82 neue Wohnungen am Reusszopf in Luzern rücken näher

Innenansicht des geplanten Komplexes in Reussbühl. (Bild: Lütolf und Scheuner Architekten, Pyxel GmbH)

Am sprichwörtlichen Eingangstor der Stadt Luzern soll mehr Wohnraum entstehen. Lange lag die Überbauung am Reusszopf aber auf Eis. Jetzt tut sich was.

Nicht nur auf dem Seetalplatz wird fleissig gebaut und geplant. Auch auf der anderen Flussseite, wo die Stadt Luzern beginnt, soll gebaut werden. Genauer gesagt zwischen der Haupt- und Reusszopfstrasse. 82 Mietwohnungen und 1300 Quadratmeter Gewerbefläche plant die Interessengemeinschaft Reusszopf in ihrer neuen Überbauung (zentralplus berichtete).

Zur Bauherrschaft gehören die Baugenossenschaft Reussbühl, zwei private Grundeigentümer und eine Gesellschaft. Sie wollen mit ihrem 47 Millionen Franken teuren Projekt «den Anstoss» zur Entwicklung des neuen Stadtquartiers Reussbühl Ost geben. Und bezahlbaren Wohnraum anbieten, der den heutigen ökologischen Anforderungen entspricht. Als Partner an ihrer Seite steht das Luzerner Architekturbüro Lütolf und Scheuner.

Planung gestoppt wegen Einsprache

Doch das geplante Grossprojekt liegt derzeit auf Eis. Grund dafür ist eine Einsprache vor Kantonsgericht gegen den Bebauungsplan Reussbühl Ost, der vom Stadtparlament 2021 bewilligt worden ist. Erst, wenn der Bebauungsplan rechtskräftig ist, kann die Stadt auch der Überbauung eine Bewilligung erteilen.

Aussenansicht des geplanten Megaprojekts am Reusszopf in Luzern. (Bild: Lütolf und Scheuner Architekten, Pyxel GmbH)

Als die Pläne im Januar öffentlich auflagen, wollte die Interessengemeinschaft die Baustelle noch Anfang 2024 eröffnen. Rund zwei Jahre später sollten die Gebäude fertig sein. Doch wie sich jetzt zeigt, wird der Baustart verschoben. Die Bauherrschaft erklärt gegenüber zentralplus, die Arbeiten könnten frühestens in der zweiten Jahreshälfte 2024 beginnen.
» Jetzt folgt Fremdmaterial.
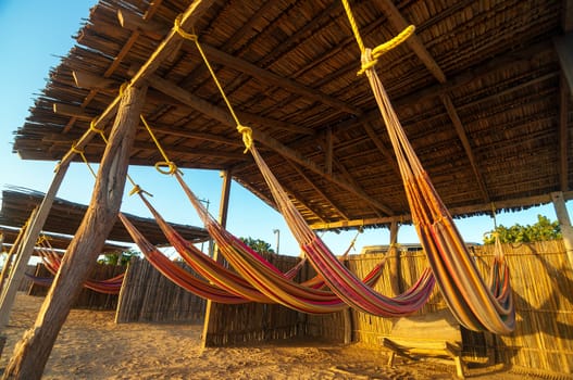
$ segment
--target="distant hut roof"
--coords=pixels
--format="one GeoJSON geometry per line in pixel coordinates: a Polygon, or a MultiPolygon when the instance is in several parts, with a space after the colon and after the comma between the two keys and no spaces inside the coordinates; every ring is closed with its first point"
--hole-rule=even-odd
{"type": "MultiPolygon", "coordinates": [[[[25,160],[57,161],[151,56],[189,2],[100,1],[15,134],[25,160]],[[120,15],[120,16],[119,16],[120,15]]],[[[550,202],[573,179],[571,93],[555,40],[571,1],[357,1],[368,46],[414,24],[378,73],[454,215],[550,202]]],[[[408,220],[391,145],[339,1],[214,1],[195,33],[262,154],[314,228],[408,220]]],[[[566,33],[569,37],[565,36],[566,33]]],[[[571,75],[573,76],[573,74],[571,75]]],[[[273,205],[192,42],[148,78],[144,114],[180,167],[232,169],[273,205]]],[[[99,162],[104,144],[86,147],[99,162]]],[[[141,128],[132,164],[161,160],[141,128]]]]}
{"type": "MultiPolygon", "coordinates": [[[[0,225],[22,227],[29,218],[33,210],[43,200],[43,193],[23,188],[10,188],[2,191],[2,208],[0,210],[0,225]]],[[[57,198],[50,210],[50,214],[43,225],[43,231],[73,236],[87,211],[87,206],[57,198]]],[[[155,224],[154,219],[142,218],[125,214],[129,220],[149,239],[153,244],[163,245],[167,241],[155,224]]],[[[207,230],[200,227],[172,224],[177,231],[191,242],[202,242],[209,239],[207,230]]],[[[0,227],[1,228],[1,227],[0,227]]],[[[132,242],[129,233],[121,221],[116,221],[111,230],[109,240],[119,242],[132,242]]],[[[63,243],[64,239],[60,239],[63,243]]],[[[66,245],[67,246],[67,245],[66,245]]],[[[120,246],[123,246],[120,244],[120,246]]]]}

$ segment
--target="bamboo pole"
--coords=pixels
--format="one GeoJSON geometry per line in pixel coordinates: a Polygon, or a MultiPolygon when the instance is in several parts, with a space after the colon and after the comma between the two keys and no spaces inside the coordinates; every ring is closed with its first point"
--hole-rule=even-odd
{"type": "MultiPolygon", "coordinates": [[[[219,223],[221,226],[226,227],[227,225],[227,214],[228,214],[228,198],[231,193],[231,170],[224,170],[223,174],[223,187],[221,189],[221,205],[219,206],[219,223]]],[[[222,257],[219,256],[219,249],[215,246],[213,250],[213,259],[222,262],[222,257]]],[[[213,303],[211,300],[207,300],[207,306],[204,311],[204,321],[203,321],[203,334],[201,335],[201,345],[207,347],[209,345],[208,334],[211,332],[210,329],[213,329],[214,321],[211,320],[214,314],[216,314],[217,304],[213,303]]]]}
{"type": "Polygon", "coordinates": [[[557,219],[561,227],[561,236],[563,237],[563,244],[565,245],[565,255],[571,268],[573,268],[573,227],[571,227],[571,219],[565,207],[565,200],[561,191],[552,192],[553,207],[556,208],[557,219]]]}
{"type": "Polygon", "coordinates": [[[3,379],[41,378],[58,333],[115,223],[146,91],[147,87],[129,86],[123,93],[90,206],[70,243],[34,327],[17,344],[3,379]]]}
Grund dafür ist die Einsprache. Denn während sie noch hängig war, wurde die Planung des Projekts vorübergehend sistiert, erklärt die Bauherrschaft. «Die Planung wird dann weitergeführt, wenn der Bebauungsplan rechtskräftig ist.» Ein Hoffnungsschimmer: Schon bald könnte es so weit sein.

Einsprache vom Kantonsgericht abgewiesen

Denn das Kantonsgericht habe die Einsprache im Herbst 2023 abgelehnt, schreibt die Interessengemeinschaft Reusszopf. Zurzeit laufe die Frist für einen Weiterzug an die nächsthöhere Instanz. Sobald die Frist verstrichen und der Bebauungsplan rechtskräftig ist, muss noch ein weiteres halbes Jahr geplant werden. Dann kann es losgehen.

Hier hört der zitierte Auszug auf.